Life Stories #10: Cris Beam

Life Stories: Cris Beam
photo: CrisBeam.com

In this installment of Life Stories, a Beatrice podcast series of interviews with memoirists about their lives and the art of memoir writing, I chat with Cris Beam, the author of Mother, Stranger, a long essay published digitally by The Atavist, which specializes in long-form narrative nonfiction. As such, some time in our conversation is spent talking about the technological innovations available to Beam in presenting her autobiographical story—from supplementary audio and video to a timeline which puts the events she writes about, after learning from a stranger about her mother’s death spurred her to revisit the memories of her childhood years, into a chronological order, allowing readers to absorb the material from another perspective.

But we also discuss things that all memoir writers have to face, such as telling the story of your relationships when the other people involved make it clear they don’t want to be included, how to communicate a memory or an experience when you don’t have the vocabulary to articulate what has happened, and the fact that finding the answers to questions about your past doesn’t always bring closure and healing…

Cris Beam is the author of Transparent, a journalistic portrait of the transgendered teens she worked with at a Los Angeles support center, and the YA novel I Am J. Her next book, Falls The Shadow: The Crisis of American Foster Care, will be published in 2013.

Listen to Life Stories #10: Cris Beam (MP3 file); or download the file by right-clicking (Mac users, option-click).

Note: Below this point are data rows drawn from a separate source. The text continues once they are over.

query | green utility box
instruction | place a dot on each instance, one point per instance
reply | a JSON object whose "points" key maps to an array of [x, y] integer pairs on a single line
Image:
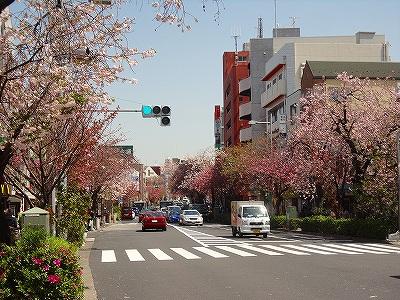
{"points": [[291, 212], [36, 217]]}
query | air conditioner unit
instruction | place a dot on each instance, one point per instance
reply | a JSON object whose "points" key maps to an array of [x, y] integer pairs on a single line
{"points": [[282, 124]]}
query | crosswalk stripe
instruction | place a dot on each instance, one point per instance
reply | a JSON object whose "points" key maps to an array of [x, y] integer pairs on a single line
{"points": [[186, 254], [235, 251], [159, 254], [375, 248], [108, 256], [384, 246], [284, 250], [330, 249], [134, 255], [210, 252], [264, 251], [353, 249], [310, 250]]}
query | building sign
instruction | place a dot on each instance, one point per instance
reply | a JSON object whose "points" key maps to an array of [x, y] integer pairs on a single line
{"points": [[217, 126], [127, 149]]}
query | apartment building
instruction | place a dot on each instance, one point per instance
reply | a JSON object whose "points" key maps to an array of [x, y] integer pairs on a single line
{"points": [[284, 71], [235, 68]]}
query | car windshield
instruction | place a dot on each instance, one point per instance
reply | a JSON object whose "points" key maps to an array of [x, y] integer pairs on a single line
{"points": [[155, 214], [191, 212], [174, 209], [254, 211]]}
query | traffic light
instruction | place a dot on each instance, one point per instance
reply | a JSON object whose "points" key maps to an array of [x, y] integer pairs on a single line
{"points": [[147, 111], [165, 116]]}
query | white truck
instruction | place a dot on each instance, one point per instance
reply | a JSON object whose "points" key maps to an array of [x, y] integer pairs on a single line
{"points": [[249, 217]]}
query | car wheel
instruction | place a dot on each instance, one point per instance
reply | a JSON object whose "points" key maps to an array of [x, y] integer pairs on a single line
{"points": [[233, 232]]}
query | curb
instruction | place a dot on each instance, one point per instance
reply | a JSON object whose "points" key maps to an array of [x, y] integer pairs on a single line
{"points": [[84, 253]]}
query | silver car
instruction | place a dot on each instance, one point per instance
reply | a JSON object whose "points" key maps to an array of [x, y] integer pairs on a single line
{"points": [[191, 217]]}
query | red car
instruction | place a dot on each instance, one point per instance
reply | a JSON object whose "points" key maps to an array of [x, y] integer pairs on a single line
{"points": [[154, 220]]}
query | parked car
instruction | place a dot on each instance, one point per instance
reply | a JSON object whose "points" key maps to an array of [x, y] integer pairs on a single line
{"points": [[203, 209], [141, 214], [126, 213], [154, 220], [191, 217], [173, 213], [164, 211]]}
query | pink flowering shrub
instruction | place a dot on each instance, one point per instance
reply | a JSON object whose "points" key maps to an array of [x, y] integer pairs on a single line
{"points": [[40, 266]]}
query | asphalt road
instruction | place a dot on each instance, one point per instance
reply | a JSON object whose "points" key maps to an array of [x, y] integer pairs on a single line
{"points": [[207, 263]]}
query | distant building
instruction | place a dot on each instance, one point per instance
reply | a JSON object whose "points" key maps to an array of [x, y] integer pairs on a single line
{"points": [[235, 68], [270, 92]]}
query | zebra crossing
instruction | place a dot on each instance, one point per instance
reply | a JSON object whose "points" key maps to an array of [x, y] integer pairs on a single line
{"points": [[246, 250], [205, 239]]}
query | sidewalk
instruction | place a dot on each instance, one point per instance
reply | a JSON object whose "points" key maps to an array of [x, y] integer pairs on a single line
{"points": [[84, 253]]}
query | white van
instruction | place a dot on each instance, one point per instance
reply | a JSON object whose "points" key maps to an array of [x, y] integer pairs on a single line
{"points": [[249, 217]]}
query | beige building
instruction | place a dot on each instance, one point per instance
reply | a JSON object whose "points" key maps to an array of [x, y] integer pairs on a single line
{"points": [[283, 72]]}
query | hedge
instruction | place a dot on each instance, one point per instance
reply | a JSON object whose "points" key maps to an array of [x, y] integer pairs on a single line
{"points": [[367, 228]]}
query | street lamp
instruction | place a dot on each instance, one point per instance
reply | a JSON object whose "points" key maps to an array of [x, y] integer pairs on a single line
{"points": [[254, 122], [396, 235]]}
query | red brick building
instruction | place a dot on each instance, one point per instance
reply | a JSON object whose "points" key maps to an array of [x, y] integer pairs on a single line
{"points": [[234, 70]]}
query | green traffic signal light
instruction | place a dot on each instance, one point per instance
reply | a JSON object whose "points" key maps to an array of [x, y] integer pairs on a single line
{"points": [[147, 111]]}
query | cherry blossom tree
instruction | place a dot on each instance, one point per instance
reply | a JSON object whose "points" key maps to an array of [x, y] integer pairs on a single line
{"points": [[349, 138], [46, 161]]}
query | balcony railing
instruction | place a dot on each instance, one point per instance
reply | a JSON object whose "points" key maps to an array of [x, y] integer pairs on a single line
{"points": [[275, 91], [245, 111], [244, 86], [245, 134]]}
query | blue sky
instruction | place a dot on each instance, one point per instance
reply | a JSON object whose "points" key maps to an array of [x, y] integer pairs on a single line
{"points": [[186, 73]]}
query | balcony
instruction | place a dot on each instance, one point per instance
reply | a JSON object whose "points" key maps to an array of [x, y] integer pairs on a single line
{"points": [[245, 111], [244, 87], [245, 134], [276, 91]]}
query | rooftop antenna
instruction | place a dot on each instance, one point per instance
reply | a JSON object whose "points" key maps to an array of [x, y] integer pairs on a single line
{"points": [[293, 20], [260, 29], [236, 35], [275, 18]]}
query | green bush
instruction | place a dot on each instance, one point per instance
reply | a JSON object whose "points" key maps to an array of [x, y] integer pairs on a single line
{"points": [[40, 266], [278, 221], [71, 224], [295, 223], [368, 228]]}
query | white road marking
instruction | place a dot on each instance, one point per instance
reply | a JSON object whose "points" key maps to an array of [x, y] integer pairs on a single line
{"points": [[159, 254], [210, 252], [384, 246], [189, 236], [264, 251], [310, 250], [375, 248], [134, 255], [353, 249], [186, 254], [284, 250], [235, 251], [330, 249], [108, 256]]}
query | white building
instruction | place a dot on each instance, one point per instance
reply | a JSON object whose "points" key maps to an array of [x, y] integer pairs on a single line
{"points": [[281, 79]]}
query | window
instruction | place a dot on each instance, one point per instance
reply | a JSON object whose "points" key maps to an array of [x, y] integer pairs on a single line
{"points": [[293, 110], [228, 107], [227, 91], [228, 125]]}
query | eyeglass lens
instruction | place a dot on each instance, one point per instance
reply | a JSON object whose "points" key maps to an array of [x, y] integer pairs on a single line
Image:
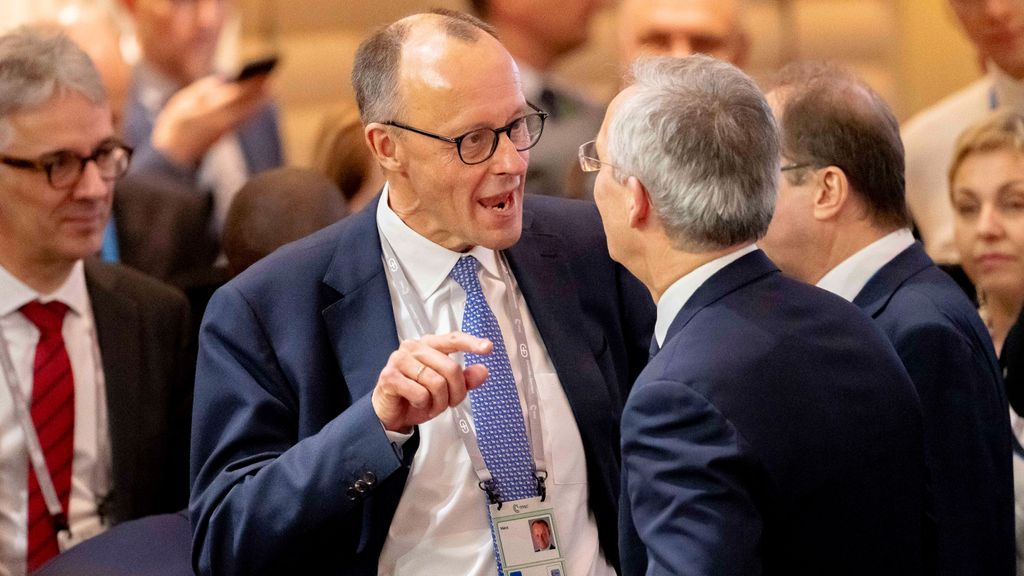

(On a technical note: This is my first “field recording” for Life Stories, in that we conducted the interview in the back corner of a downtown restaurant. I was quite pleased to learn, through trial and error, that the Audacity sound editing software was able to strip away the greater portion of the background noise, but you will still hear the occasional clang or other such noises—yet not so many, I hope, as to distract from Beam’s personal and professional revelations.)